N notó mi excesiva inquietud, y algo dijo, algo que no recuerdo textualmente, pero que registré de inmediato. Como también tengo pleno registro, por ejemplo, de que no le cayó nada bien el comentario que hice luego del dictado de la primera clase, el cual entregué “perfecto”, según dijo. A lo que repliqué: “Por supuesto” ;D
Seguramente fue antes de esa rispidez alejante que nos sacamos una foto, una de las poquísimas fotos que tengo de la última mitad de mi vida. Ahí estoy junto a ellas, exhibiendo el fucking papelito que me costó tres años conseguir. Después nos habremos despedido. Sin embargo, no recuerdo cómo. No sé si hubo un chau, o un hasta siempre, que en ese entonces –lo sabía– significaba hasta nunca y que en esta época puede haber cambiado su significado por un “hasta Facebook”. No sé si hubo alguna palabra, o un beso, como el que creo que nos dimos cuando fui a hablarle al aula. Ahí falta algo en la memoria, y tal vez haya faltado algo esa noche, o quizá la ausencia viniera de antes y fuese no saber qué hacer o cómo proceder en la despedida.
Sólo pude reconocer un motivo de mi silencio, el mínimo porcentaje de incertidumbre sobre si era ella o no, pero está claro que hubo más. Tal vez sigue faltando ese saber qué hacer, y por eso no me animé a decirle ni las palabras de approach que se me habían ocurrido. Porque, tantos años después, tampoco iba a saber cómo despedirme ni por cuáles caminos no daba llevar la conversación.
Quizá prevaleció la seguridad y la perfección de este solipsismo construido de recuerdos y relatos de recuerdos, esa cuestión tan arraigada en mí de estar afuera, como espectador, contando lo que pasa, pero no lo que hago, porque no hago demasiado, salvo contar lo que no hice…
O por ahí fue la búsqueda inconsciente de la preservación del recuerdo, porque si me acuerdo de gente a la que no vi más, como N, la sensación que produce la memoria está teñida por la nostalgia, pero no pierde la sonrisa o la emoción. En cambio, al acordarme de gente con la cual la relación avanzó un poco y luego terminó estrellándose, como aquella profesora distante de la noche del acto, los buenos recuerdos quedan anegados por una avenida de neurotransmisores vinculados con la tristeza y la decepción.

1 comentario:

(Y) O. dijo...

La googleé hace un tiempo, y en una página donde la nombran dejé un comentario como aquel del horario en la puerta.

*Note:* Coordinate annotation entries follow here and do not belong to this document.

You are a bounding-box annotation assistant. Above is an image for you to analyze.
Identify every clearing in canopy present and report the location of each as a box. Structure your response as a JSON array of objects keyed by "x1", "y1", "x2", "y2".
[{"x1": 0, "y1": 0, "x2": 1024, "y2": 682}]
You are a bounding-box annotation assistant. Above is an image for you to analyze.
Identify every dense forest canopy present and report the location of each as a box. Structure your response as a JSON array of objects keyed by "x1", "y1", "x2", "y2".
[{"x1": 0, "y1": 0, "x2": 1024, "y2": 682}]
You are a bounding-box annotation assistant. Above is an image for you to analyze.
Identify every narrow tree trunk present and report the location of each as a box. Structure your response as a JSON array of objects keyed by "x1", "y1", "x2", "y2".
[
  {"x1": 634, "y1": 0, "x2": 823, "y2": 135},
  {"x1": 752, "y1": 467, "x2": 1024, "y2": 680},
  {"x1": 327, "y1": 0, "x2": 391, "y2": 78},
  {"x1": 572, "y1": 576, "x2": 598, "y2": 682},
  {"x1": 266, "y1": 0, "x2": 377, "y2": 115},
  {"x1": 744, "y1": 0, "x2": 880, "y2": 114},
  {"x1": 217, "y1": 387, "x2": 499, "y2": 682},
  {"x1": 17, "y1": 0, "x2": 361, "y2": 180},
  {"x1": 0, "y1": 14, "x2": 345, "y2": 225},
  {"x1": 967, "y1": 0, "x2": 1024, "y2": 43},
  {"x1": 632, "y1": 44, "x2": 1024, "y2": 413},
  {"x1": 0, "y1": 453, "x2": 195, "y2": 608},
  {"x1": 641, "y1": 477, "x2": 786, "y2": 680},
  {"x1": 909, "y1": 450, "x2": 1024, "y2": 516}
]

No el link a esta entrada, aunque supongo que me gustaría que la leyera, seguramente porque a mí me gustaría que me recuerden como yo la recuerdo a ella. Pero sería exponer esto que soy, y que sigo siendo, que está bien lejos de lo que parecía que podía ser entonces. Y creo que no estaría bueno. Sería, de nuevo, esa sensación de vacío que descubro cuando tengo que hablar de mí, acentuada por que ocurriría frente a alguien que me conoció un poco mejor, en una época donde parecía que había cerca un futuro construible.
Pensaba en eso hace poco, cuando mi encarnación cartonera pasaba por la esquina del colegio donde da clases ahora: mirá si me la encuentro y ve que su mejor alumno de entonces ahora es esto.